What the Vertu TI did though, was standout. It provoked discussion, was often the center of attention, and everyone had an opinion about it. The one guy who could “see the attraction” and liked the phone said that if he had a fortune, the Vertu TI would make sense. After all, every time you would put it down on the table at, presumably, some high class club, it wouldn’t be just another iPhone or Galaxy S4. It’s the smartphone equivalent of a golfer turning up with a set of $1000 Nike Pro VR Blade irons in his bag and a handicap of 116. It’s all about the look.

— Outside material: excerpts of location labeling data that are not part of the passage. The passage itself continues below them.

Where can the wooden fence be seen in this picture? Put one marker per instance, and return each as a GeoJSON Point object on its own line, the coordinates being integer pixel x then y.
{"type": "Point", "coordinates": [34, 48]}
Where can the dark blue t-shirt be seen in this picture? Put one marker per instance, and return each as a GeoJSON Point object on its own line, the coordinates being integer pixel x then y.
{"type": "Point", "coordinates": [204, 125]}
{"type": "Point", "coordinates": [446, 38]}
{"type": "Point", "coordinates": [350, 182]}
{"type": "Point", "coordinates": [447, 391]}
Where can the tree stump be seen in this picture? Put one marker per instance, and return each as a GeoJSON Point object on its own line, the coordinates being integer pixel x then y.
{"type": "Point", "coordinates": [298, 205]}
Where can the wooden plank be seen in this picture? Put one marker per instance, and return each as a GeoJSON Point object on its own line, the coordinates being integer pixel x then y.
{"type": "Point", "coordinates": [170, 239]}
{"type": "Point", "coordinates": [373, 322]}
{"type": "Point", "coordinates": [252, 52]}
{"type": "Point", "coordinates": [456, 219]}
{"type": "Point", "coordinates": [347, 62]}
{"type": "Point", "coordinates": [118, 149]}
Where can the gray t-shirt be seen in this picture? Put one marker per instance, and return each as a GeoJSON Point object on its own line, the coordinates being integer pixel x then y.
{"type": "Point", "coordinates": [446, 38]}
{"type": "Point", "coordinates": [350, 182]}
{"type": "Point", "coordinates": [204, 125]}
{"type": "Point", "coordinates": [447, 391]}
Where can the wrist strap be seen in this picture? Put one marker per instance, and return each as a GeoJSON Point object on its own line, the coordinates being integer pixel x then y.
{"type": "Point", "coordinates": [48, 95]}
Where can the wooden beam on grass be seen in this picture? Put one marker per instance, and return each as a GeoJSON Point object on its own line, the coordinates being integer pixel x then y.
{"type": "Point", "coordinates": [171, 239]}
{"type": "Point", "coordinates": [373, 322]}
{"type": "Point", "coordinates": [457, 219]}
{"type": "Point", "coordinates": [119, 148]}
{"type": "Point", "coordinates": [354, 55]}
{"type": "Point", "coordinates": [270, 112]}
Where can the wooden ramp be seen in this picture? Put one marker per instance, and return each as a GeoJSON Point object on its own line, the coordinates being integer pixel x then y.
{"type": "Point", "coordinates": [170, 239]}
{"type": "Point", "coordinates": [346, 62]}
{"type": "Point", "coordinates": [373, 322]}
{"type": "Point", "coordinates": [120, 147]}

If the Vertu TI didn’t succeed in making me cooler, what did it do? Like the best extravagances – whether it’s a spa weekend, a Rolex, or a supercar – it made me feel special. It has a presence, whether it’s in your pocket or in your hand, and feels like a piece of precision engineering. It weighs about the same as a Nokia Lumia 920, so you always know it’s there, and as an actual phone it performs faultlessly. Of particular note was the speaker system, which was infinitely more melodic and natural sounding than you expect from a phone.

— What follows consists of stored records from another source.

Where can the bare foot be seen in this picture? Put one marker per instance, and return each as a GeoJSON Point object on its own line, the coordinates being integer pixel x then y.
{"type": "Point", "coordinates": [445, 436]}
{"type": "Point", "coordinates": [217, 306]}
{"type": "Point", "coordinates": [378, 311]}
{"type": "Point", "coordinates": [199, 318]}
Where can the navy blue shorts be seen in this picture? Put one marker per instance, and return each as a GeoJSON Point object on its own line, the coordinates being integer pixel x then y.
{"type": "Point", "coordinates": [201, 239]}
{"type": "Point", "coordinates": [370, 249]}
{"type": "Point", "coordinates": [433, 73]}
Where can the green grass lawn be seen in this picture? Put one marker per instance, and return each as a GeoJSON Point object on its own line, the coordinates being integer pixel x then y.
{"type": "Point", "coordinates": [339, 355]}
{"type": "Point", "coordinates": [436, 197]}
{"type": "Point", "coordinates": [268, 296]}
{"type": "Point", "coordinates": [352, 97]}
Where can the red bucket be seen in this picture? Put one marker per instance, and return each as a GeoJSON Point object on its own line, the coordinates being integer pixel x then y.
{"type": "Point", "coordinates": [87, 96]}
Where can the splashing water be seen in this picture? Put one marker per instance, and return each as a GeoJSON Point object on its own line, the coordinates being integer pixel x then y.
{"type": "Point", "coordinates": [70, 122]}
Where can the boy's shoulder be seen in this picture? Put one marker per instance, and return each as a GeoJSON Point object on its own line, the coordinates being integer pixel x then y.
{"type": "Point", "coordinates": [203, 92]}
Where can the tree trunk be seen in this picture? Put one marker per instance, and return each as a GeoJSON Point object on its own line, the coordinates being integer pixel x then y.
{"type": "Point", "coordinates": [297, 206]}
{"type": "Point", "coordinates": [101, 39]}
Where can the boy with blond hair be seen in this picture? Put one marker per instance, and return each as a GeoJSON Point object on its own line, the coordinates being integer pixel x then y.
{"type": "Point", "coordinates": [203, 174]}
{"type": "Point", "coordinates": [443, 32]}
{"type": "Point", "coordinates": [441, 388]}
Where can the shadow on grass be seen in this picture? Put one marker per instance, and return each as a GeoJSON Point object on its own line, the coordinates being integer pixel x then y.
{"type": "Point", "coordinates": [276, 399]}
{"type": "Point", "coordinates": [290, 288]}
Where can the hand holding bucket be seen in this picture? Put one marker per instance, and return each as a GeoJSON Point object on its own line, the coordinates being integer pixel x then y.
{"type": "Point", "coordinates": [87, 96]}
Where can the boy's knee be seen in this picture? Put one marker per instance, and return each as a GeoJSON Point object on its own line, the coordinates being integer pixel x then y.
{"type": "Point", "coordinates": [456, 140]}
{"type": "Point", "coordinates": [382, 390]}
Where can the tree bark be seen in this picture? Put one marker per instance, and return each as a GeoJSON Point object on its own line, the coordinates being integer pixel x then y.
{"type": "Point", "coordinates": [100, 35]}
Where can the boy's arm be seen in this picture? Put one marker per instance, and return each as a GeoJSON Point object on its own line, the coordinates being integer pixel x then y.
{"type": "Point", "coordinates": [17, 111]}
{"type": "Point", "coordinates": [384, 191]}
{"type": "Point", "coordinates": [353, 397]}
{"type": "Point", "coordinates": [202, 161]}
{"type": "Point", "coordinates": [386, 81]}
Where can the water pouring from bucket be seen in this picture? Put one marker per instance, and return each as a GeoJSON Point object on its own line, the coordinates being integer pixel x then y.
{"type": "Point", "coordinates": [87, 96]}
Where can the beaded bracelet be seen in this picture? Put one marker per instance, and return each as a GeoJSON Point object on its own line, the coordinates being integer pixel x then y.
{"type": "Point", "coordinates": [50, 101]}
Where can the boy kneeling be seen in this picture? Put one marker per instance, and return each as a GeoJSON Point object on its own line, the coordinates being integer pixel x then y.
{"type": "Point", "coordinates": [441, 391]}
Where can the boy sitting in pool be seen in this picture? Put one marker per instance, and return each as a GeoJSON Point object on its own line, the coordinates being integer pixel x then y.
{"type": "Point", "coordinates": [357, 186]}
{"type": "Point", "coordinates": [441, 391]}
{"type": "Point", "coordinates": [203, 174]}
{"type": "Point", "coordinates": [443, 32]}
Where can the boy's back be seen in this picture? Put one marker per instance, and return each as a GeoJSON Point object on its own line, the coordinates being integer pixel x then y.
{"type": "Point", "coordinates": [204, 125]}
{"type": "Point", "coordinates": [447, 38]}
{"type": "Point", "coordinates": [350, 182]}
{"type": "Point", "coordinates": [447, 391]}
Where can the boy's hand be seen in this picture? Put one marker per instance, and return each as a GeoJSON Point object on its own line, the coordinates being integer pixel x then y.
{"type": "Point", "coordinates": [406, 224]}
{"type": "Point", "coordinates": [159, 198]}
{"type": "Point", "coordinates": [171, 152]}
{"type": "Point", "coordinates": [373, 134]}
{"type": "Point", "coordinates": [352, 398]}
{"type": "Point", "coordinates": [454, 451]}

The concierge service was great, and they sent me two extensive and detailed lists of restaurants and events (but no Emperor Penguins), plus a follow-up call to check if I want them to make a reservation or book tickets. As tech fans, we tend to overlook this feature, but having now used it, it’s a compelling reason to select a Vertu phone. Siri and Google Now feel like cheap knockoffs when compared to a real human being helping you out. The only let down was the phone’s battery life: it needed charging twice a day.
At the end of my time with the TI – after the motorcycle courier took it from me and rode off into the distance with it safely packed away in his bag – I sort of missed it. It hadn’t made me cool, far from it actually, but the TI had something about it, and as with certain cars, watches, or jewelry, I think a strong bond would have formed over time. That’s something I’ve never experienced with a piece of consumer electronics ever before.
You know, if the Vertu TI’s asking price was pocket change to me, as I wish it was, and I was dictating the text of this article to a personal assistant, things might be different. Maybe I’d be relaxing in the back of my Maybach right now telling the driver to head for New Bond Street.